The addition of the BRAF inhibitor vemurafenib to irinotecan and cetuximab prolonged progression-free survival and resulted in a higher disease control rate than treatment with irinotecan and cetuximab alone in patients with BRAF-mutant metastatic colorectal cancer.
The addition of the BRAF inhibitor vemurafenib to irinotecan and cetuximab prolonged progression-free survival and resulted in a higher disease control rate than treatment with irinotecan and cetuximab alone in patients with BRAF-mutant metastatic colorectal cancer, according to the results of SWOG 1406 (abstract 520) presented at the 2017 American Society of Clinical Oncology (ASCO) Gastrointestinal Cancers Symposium, held January 19–21 in San Francisco.
“These results suggest that vemurafenib indeed sensitizes BRAF-mutant colorectal tumors to cetuximab and irinotecan, and are consistent with multiple preclinical and early phase I studies,” said Scott Kopetz, MD, PhD, of The University of Texas MD Anderson Cancer Center, who presented the results.
About 7% of patients with metastatic colorectal cancer have BRAF V600E mutations, which are associated with aggressive biology and limited response to standard chemotherapy, resulting in shorter overall survival. Although vemurafenib is a BRAF V600-specific inhibitor, prior studies have shown limited activity with single-agent treatment or with cetuximab-based chemotherapy.
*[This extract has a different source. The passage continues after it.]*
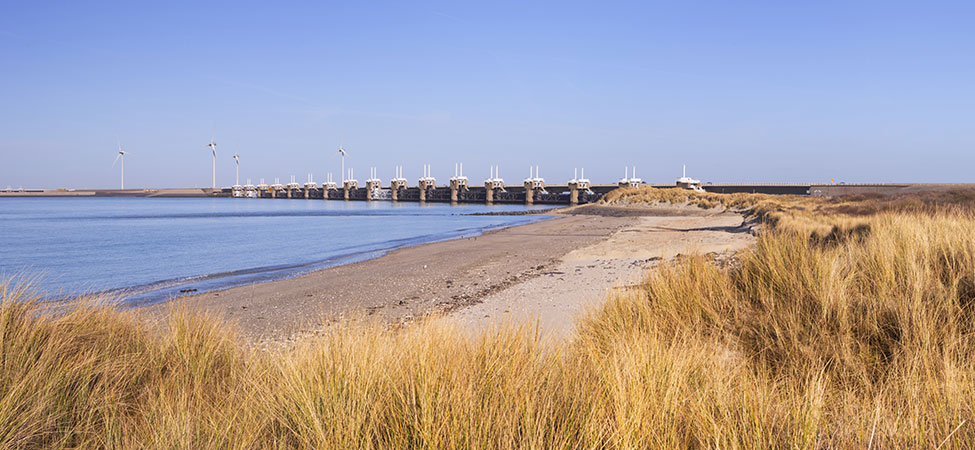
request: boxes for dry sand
[144,207,752,345]
[453,213,754,338]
The study included 106 patients with BRAF-mutated disease and extended RAS wild-type disease. Patients were randomly assigned to treatment with irinotecan and cetuximab with or without (n = 54) vemurafenib. All enrolled patients had received one or two prior therapies with no prior anti-EHGR agents. Patients were allowed to crossover from the control arm to the vemurafenib arm if progression occurred. The primary endpoint was progression-free survival.
Patients assigned to vemurafenib had significant improvements in progression-free survival (hazard ratio = 0.42; 95% CI, 0.26-0.66; P = .0002). Treatment with vemurafenib resulted in an increase in median progression-free survival from 2 months with irinotecan/cetuximab alone to 4.4 months. Response rates were also increased from 4% in the control arm to 16% in vemurafenib arm. Stable disease also increased, for an overall disease control rate of 22% for the control arm compared with 67% for the vemurafenib arm.
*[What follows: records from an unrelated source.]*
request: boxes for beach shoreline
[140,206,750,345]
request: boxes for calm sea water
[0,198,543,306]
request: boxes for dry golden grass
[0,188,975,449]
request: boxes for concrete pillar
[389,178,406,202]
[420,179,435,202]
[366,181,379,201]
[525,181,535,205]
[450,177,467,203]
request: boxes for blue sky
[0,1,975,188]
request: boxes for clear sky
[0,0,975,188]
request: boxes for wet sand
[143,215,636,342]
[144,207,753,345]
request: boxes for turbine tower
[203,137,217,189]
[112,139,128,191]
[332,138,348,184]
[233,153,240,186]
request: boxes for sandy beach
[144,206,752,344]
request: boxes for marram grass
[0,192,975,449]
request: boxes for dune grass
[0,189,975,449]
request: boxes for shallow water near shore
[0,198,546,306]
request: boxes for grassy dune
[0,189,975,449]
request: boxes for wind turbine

“Importantly, the duration of responses were higher with the addition of vemurafenib and the two responders in the control arm had very short duration of response,” Kopetz said.
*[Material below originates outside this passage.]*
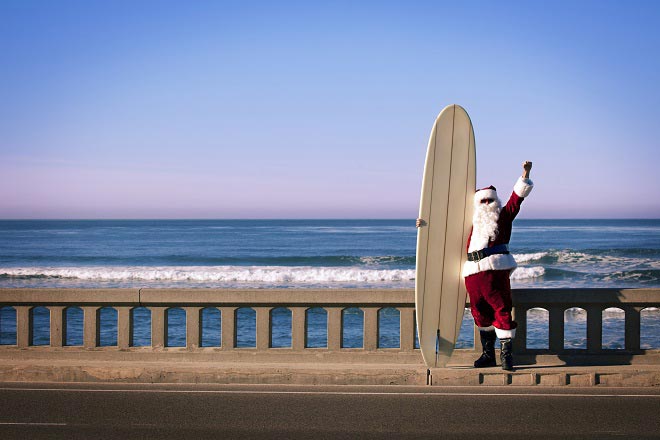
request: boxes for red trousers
[465,269,517,330]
Grade 3/4 anemia, neutropenia, and nausea were statistically increased in the vemurafenib arm. According to Kopetz, these increased rates may be attributed to increased duration of exposure and are similar to those seen in prior second-line studies of cetuximab plus irinotecan.
Arthralgias were also numerically higher with the addition of vemurafenib, which is a known side effect of the agent. However, dermatologic toxicities were not substantially increased with the addition of vemurafenib. Overall, 18% of patients assigned vemurafenib discontinued treatment compared with 8% of patients in the control arm.
“Overall novel therapies such as this are needed for this rare and aggressive subset of colorectal cancer where our standard chemotherapy regimens are failing to provide substantial and meaningful clinical benefit,” Kopetz concluded.